One of the most vicious subcultures of collective humanity is a mob.

Whether pursuing the hapless Frankenstein creature, lynching a gunslinger in the Old West or rioting at the gates of a sold-out rock concert, the human mob takes on horrifying dimensions. Single-focused, whipped to a frenzy by a puffed-up martinet and unfettered by normal restraints of morality, the mob is merciless in its assault.

When mob mentality sinks its claws into a colleague or supervisor in the workplace, the results can be terrifying, especially when the demoralized victim internalizes that a fault of his justified the attack.

The collective assault in the office, on the assembly line or on the board room is known as mobbing, according to Gail Pursell Elliott, co-author of a new book titled “Mobbing: Emotional Abuse in the American Workplace.”

“People are aware of it, but they never had a name for it,” said Elliott, a human-resources and training consultant in Roland, Iowa. “When we speak to people, they know immediately what we are talking about. One person called it ‘barnyard mentality’, similar to chicken pecking.

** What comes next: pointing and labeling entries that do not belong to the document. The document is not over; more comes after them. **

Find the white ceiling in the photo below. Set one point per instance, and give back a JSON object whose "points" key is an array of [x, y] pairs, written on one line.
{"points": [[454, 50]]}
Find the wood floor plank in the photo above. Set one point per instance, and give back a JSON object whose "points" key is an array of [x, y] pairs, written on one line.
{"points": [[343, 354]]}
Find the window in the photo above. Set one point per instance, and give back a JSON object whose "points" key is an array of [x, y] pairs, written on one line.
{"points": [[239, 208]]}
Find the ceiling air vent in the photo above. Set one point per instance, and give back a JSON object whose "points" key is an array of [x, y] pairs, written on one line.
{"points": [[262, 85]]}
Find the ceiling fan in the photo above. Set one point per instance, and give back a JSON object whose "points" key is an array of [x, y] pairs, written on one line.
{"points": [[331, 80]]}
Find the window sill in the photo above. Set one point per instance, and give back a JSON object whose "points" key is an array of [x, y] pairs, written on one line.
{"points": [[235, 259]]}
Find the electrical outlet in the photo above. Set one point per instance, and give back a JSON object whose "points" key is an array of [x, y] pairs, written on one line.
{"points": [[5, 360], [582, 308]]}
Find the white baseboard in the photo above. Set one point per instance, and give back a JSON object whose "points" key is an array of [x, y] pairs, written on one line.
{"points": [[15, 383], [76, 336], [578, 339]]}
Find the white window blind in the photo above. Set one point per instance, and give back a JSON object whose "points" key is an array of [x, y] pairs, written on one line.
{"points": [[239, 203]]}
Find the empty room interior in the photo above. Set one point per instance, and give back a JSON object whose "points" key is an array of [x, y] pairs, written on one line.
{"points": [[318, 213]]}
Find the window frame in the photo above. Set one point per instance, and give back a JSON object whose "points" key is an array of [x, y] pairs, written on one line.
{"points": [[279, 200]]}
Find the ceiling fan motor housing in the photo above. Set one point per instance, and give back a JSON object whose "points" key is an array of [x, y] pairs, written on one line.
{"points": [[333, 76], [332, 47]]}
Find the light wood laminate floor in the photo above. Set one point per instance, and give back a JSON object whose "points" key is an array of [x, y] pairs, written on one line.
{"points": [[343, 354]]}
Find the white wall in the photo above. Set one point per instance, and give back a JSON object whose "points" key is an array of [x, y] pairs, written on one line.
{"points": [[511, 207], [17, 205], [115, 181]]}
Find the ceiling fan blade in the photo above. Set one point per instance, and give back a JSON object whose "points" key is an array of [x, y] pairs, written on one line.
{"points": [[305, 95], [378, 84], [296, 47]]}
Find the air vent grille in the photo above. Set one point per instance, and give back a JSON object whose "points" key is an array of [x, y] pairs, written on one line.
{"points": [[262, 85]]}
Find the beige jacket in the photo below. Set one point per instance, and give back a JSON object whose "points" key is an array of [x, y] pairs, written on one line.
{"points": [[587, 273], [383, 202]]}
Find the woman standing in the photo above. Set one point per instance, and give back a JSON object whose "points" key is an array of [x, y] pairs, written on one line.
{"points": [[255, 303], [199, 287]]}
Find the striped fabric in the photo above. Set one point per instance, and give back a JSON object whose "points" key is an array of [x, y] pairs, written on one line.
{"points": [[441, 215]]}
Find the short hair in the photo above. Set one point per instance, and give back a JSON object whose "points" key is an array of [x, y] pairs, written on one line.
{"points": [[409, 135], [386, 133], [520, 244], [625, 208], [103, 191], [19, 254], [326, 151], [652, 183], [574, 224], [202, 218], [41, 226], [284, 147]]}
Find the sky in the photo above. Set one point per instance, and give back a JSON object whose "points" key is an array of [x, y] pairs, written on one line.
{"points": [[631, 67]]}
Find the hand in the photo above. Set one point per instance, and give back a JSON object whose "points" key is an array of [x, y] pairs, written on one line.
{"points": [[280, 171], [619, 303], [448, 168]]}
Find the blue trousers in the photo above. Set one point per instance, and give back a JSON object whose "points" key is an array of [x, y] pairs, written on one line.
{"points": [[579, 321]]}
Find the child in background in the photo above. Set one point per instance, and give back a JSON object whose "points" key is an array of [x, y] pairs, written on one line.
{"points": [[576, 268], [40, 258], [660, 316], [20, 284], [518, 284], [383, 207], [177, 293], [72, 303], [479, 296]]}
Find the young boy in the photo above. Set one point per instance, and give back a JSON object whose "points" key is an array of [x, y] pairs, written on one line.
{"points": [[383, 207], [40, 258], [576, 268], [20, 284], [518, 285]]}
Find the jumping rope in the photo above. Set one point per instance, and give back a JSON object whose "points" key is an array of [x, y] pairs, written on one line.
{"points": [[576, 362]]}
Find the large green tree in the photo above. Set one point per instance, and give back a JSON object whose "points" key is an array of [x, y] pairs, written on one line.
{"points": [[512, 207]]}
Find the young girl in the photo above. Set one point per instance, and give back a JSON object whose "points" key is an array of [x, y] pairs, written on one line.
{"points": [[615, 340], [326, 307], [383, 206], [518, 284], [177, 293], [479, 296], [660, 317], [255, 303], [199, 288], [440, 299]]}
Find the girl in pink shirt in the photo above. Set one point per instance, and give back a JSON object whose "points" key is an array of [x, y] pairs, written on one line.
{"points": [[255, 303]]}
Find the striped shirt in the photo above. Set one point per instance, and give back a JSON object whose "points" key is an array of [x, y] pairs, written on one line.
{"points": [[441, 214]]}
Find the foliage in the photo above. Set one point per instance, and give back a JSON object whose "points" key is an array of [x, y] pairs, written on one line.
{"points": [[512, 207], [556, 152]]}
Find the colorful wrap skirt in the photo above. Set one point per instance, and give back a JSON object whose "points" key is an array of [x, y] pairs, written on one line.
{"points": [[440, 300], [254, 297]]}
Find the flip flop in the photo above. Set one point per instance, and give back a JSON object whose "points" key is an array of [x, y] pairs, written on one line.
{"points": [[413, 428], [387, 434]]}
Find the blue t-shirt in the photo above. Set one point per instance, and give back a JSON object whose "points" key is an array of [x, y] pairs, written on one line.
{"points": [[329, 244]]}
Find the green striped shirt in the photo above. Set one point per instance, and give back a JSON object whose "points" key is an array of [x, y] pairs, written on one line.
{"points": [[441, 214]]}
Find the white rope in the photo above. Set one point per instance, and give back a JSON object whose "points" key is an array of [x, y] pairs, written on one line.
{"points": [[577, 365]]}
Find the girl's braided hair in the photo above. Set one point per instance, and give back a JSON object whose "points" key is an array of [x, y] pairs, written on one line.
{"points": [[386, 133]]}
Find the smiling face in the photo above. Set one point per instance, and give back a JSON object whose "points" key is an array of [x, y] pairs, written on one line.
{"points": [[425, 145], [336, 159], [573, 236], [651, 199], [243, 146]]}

Mobbing is defined as a concerted effort by co-workers, subordinates or superiors to force someone out of the workplace through rumor, innuendo, intimidation, discrediting, isolation or humiliation. It is a form of nonsexual, nonracial harassment.

It is a psychological form of bullying without the in-your-face confrontation or physical assault of the macho combatant. The assailant attacks with an iron fist encased in a velvet glove.

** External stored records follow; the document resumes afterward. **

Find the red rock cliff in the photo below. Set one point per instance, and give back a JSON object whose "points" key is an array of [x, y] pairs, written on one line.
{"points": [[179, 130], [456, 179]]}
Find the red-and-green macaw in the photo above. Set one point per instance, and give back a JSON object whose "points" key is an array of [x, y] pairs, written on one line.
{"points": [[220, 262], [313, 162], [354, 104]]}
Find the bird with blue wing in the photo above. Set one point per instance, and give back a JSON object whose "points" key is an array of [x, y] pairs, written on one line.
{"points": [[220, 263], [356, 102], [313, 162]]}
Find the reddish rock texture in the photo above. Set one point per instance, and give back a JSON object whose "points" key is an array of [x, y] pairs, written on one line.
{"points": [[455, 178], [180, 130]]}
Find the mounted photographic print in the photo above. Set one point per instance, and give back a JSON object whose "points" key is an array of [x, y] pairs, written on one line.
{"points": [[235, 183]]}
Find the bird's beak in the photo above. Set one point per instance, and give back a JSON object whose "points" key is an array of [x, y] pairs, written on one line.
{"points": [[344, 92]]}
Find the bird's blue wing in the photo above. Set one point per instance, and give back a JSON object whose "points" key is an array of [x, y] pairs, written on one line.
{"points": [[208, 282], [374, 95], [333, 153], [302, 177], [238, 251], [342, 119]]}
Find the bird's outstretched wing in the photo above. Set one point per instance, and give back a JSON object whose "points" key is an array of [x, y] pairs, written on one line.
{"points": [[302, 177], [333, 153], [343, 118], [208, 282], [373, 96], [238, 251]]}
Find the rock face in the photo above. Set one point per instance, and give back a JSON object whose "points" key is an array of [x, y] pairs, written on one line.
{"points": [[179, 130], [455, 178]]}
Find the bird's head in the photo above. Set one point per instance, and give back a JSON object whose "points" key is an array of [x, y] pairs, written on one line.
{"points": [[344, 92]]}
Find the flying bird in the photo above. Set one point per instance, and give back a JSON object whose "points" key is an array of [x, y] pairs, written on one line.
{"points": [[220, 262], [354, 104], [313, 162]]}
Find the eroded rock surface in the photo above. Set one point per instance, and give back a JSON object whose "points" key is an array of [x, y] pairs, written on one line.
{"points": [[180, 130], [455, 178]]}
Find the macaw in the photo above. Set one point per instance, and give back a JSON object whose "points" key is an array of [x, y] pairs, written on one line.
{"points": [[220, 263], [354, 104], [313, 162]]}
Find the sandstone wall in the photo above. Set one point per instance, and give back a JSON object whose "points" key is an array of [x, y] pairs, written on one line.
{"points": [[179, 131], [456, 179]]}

Managers and supervisors often are targeted by subordinates or peers. Most disconcerting of all is that “some companies condone this to get rid of someone”, said Elliott, a former Cumberland County resident and graduate of Cumberland Valley High School.

German industrial psychologist Dr. Heinz Leymann, who died in January, identified and studied the syndrome in Europe, Japan and Australia for two decades, but the behavior is only now being quantified in the United States, according to Elliott.

The book by Elliott, Dr. Noa Davenport of Colins, Iowa, and Ruth Distler Schwartz of Des Moines, Iowa, is considered the first published book examining the incidence of mobbing in the United States.

Davenport, of Swiss origin, is a cultural anthropologist who has worked internationally in research and administration, in government and nonprofit organizations and in higher education and business. She is an adjunct assistant professor at Iowa State University and principal of DNZ Consulting & Associates, a company that focuses on conflict management education.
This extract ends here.